Further to my post about the two dozen add-ins I have loading into Visual Studio (wonder what Scott's startup looks like) I have no less than *3* Refactor menus available to me.

First there's the built-in refactorings from Visual Studio (including an additional one, refactor to resource that I added via the VS PowerToys):

Refactor menu from Visual Studio

Next there's ReSharpers Refactor menu that has a million options:

Refactor menu from ReSharper

Finally there's Developer Express' Refactor! Pro menu which is context sensitive so the options change based on what element you pick in the Editor (but I'm sure it's got as many as ReSharper or more):

Refactor menu from Refactor! Pro

Round that out with GhostDoc (Document This), the test options (TestDriven), a bunch of other options ReSharper and who knows what else threw in there, plus an addin that let's me jump to a method in Reflector, and all those silly "Create Unit Tests..." options that Team Suite added for which I swore I would never use.
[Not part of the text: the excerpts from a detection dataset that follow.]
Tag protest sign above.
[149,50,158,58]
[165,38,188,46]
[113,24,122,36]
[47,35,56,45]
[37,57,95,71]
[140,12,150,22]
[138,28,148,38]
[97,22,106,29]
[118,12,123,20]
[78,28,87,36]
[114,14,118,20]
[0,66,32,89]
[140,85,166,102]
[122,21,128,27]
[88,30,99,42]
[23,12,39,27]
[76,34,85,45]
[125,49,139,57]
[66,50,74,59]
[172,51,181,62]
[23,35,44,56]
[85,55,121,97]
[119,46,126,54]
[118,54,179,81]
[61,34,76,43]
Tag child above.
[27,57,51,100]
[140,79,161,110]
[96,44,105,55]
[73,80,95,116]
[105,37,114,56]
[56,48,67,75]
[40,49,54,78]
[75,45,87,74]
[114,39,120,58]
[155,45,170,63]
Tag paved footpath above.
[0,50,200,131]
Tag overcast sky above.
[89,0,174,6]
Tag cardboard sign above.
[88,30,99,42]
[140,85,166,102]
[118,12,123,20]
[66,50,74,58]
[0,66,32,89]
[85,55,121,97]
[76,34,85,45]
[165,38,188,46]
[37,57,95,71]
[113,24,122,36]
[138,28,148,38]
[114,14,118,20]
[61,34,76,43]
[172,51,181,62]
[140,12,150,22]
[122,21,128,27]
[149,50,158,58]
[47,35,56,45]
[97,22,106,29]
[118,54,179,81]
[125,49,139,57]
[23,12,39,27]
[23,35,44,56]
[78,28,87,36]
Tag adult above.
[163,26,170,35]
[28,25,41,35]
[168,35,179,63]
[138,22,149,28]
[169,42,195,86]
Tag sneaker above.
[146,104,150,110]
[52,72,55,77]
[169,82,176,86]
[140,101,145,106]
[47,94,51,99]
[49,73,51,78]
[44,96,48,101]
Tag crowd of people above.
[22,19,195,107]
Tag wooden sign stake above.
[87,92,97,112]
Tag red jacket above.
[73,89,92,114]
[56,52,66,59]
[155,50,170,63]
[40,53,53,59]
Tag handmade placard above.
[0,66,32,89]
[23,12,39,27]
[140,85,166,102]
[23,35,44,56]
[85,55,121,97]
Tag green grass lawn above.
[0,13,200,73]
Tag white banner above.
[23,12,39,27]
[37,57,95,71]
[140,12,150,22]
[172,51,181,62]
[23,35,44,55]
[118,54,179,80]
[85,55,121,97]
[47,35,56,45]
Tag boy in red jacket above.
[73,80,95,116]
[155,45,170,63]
It's enough to drive a guy batty (which really does explain my state of mind after a day working in this environment). Never really noticed it before but Holy Options Batman, that's a crapload of stuff to deal with.
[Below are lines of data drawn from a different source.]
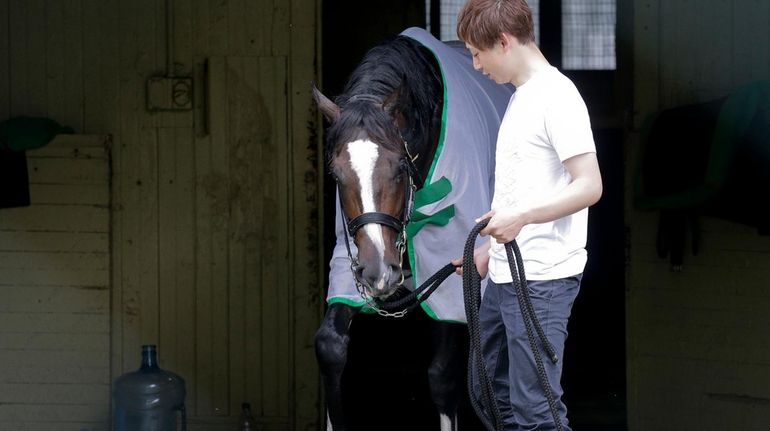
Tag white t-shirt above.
[489,67,596,283]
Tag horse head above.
[314,85,414,299]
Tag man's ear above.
[498,33,514,51]
[313,85,340,123]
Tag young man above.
[454,0,602,430]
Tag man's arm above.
[480,153,602,244]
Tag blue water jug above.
[113,345,187,431]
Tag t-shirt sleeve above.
[545,83,596,162]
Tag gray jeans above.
[479,274,582,431]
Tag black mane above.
[327,36,443,176]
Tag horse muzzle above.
[355,262,404,299]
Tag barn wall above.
[626,0,770,431]
[0,0,321,430]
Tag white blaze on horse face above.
[348,140,385,289]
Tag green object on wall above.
[0,116,75,151]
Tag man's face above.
[465,42,510,84]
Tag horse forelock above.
[327,36,443,169]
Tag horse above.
[313,28,512,431]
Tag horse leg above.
[315,303,360,431]
[428,322,465,431]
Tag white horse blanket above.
[327,27,514,323]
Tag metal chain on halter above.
[463,219,564,431]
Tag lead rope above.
[463,219,564,431]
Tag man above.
[453,0,602,430]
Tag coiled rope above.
[463,219,564,431]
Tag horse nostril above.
[388,265,403,286]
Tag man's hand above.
[478,208,529,244]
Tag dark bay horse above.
[314,29,511,431]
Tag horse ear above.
[313,85,340,123]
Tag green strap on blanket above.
[406,177,455,238]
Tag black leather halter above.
[337,94,417,301]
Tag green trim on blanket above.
[406,177,455,238]
[406,39,454,321]
[326,296,374,313]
Excuse me while I reboot my brain.

P.S. there is an answer to this madness which makes complete sense. Collapse all "Refactor" menu options into a single menu and filter the refactorings to only show what I can do (like how DevExpress does it, good job guys!). Don't show me stuff that I can't do (even if it is grayed out). It's useless to me if I can't click on it. 

In fact, do that to the entire context menu system in Visual Studio.
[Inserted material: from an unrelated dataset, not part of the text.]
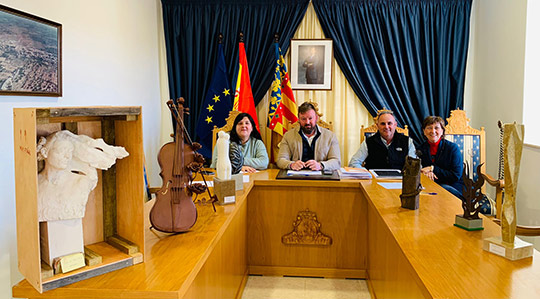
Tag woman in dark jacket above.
[420,116,464,198]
Orcas anyone? Can you hear me guys!

Wake up and give us code monkeys some screen real estate back please!

4 Comments

  • You can disable standard VS refactoring menus in ReSharper:

    Resharper -> Options -> General -> Replace Visual Studio menu items by respective ReSharper ones

  • the real way to drive a developer insane is by enticing him/her with WPF, WCF, WF, etc in CTPs and having them fail at installation. Then the Visual Studio guys point the finger at the .NET3 guys who in turn point the finger at the Installer guys.. Of course, they all recommend that you reinstall VS.NET or .NET3 or both..
    for any product to fail during installation is unforgiveable.. getting shot down even before the starting gate leaves one very disheartened and tortured..

  • Two questions:

    1) where can I get the "go to reflector" plugin?

    2) how did you manage to get both resharper and Refactor Pro running on the same machine? I've been trying to get that to work for ages.